The molecules on the cannabis plant, though, were almost completely insoluble in water. The chemical nature of cannabinoids prevented early plant chemists during the Victorian period from creating efficient extracts of these polar compounds. The active ingredient, delta 9-Tetrahydrocannabinilol (or Delta-9-THC), was not isolated and summarily identified until 1964 (5).

Cannabinoid receptors discovered in the human body

In the 1990s, researchers made discoveries essential for the establishment of the cannabinoid research field. By the end of the decade scientists had discovered two distinct cannabinoid receptors (CB1 and CB2), isolated endogenous cannabinoids (Anandamide and 2-Arachidonylglycerol), synthesized a cadre of ligands, and generated cannabinoid receptor knockout mice (i.e., CB1 KO) (Gerard et al., 1990; Matsuda et al., 1990; Zimmer et al., 1999).

Efforts to identify and clone the CB1 receptor demonstrate that it is one of the most abundant proteins in the brain. Thus, cannabinoid receptors became an attractive target for drug development. The availability of synthetic THC and novel analogs has allowed researchers to begin characterizing the role of this neuronal G-protein coupled receptor (GPCR). The complex physiological mechanisms involving cannabinoid receptors and their ligands in mammals is referred to as the endocannabinoid system (ECS) (4).

According to History of Cannabis as a Medicine: A Review:

The identification of the chemical structure of cannabis components and the possibility of obtaining its pure constituents were related to a significant increase in scientific interest in such plant, since 1965. This interest was renewed in the 1990’s with the description of cannabinoid receptors and the identification of an endogenous cannabinoid system in the brain. A new and more consistent cycle of the use of cannabis derivatives as medication begins, since treatment effectiveness and safety started to be scientifically proven.

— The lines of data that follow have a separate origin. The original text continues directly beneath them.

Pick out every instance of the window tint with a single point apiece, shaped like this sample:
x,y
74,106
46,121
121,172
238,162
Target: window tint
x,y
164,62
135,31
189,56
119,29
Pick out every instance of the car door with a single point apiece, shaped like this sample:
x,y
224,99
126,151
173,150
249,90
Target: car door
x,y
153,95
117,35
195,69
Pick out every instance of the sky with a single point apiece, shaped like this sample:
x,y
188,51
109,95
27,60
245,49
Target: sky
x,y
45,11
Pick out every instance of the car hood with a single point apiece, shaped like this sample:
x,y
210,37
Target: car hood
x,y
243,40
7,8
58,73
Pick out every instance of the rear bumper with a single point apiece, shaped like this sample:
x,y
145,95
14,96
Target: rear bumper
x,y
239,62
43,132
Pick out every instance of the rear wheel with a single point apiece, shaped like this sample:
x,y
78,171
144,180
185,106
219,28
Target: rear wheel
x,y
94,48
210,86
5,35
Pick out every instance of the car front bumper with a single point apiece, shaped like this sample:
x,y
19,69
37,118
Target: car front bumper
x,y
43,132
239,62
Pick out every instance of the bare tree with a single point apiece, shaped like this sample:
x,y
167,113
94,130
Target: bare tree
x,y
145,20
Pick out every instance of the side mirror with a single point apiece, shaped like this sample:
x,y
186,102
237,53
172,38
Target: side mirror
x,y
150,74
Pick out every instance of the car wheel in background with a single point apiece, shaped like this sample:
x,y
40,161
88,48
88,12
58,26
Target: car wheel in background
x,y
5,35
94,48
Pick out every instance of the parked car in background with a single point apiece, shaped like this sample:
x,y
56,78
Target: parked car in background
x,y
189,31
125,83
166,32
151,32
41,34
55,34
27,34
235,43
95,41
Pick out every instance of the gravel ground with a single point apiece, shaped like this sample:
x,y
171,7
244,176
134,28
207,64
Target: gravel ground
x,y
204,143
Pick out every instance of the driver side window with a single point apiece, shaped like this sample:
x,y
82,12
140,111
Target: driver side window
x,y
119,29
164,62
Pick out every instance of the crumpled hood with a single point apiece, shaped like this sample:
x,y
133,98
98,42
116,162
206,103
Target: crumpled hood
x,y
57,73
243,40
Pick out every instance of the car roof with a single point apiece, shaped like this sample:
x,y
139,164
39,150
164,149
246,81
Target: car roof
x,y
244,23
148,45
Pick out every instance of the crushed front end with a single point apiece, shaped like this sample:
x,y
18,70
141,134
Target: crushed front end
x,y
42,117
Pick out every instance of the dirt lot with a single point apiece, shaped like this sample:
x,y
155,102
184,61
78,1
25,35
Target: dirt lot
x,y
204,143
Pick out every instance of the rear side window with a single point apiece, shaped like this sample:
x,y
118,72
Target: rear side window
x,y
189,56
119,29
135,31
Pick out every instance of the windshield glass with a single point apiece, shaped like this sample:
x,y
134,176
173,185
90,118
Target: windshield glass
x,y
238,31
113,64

Cannabinoids effective against brain aging and Alzheimer’s

That said, cannabinoids are a class of diverse chemical compounds that act on cannabinoid receptors on cells that repress neurotransmitter release in the brain. In fact, the human brain contains an extensive network of special receptor sites that modulate nervous system function only when activated by the appropriate cannabinoid compounds, many of which are found in abundance in the marijuana plant. And emerging research continues to uncover the unique role these cannabinoids play in protecting brain function, which in turn helps deter the aging process and even reverse the damaging effects of Alzheimer’s disease and other forms of dementia and cognitive abnormality (2).

Notes the Cannabis International Foundation:

Cannabis provides highly digestible globular protein, which is balanced for all of the Essential Amino Acids. Cannabis provides the ideal ratio of omega 6 to omega 3 Essential Fatty Acids. Critically, cannabis is the only known source of the Essential Cannabinoid Acids. It is clear that all 7 billion individuals would benefit from access to cannabis as a unique functional food.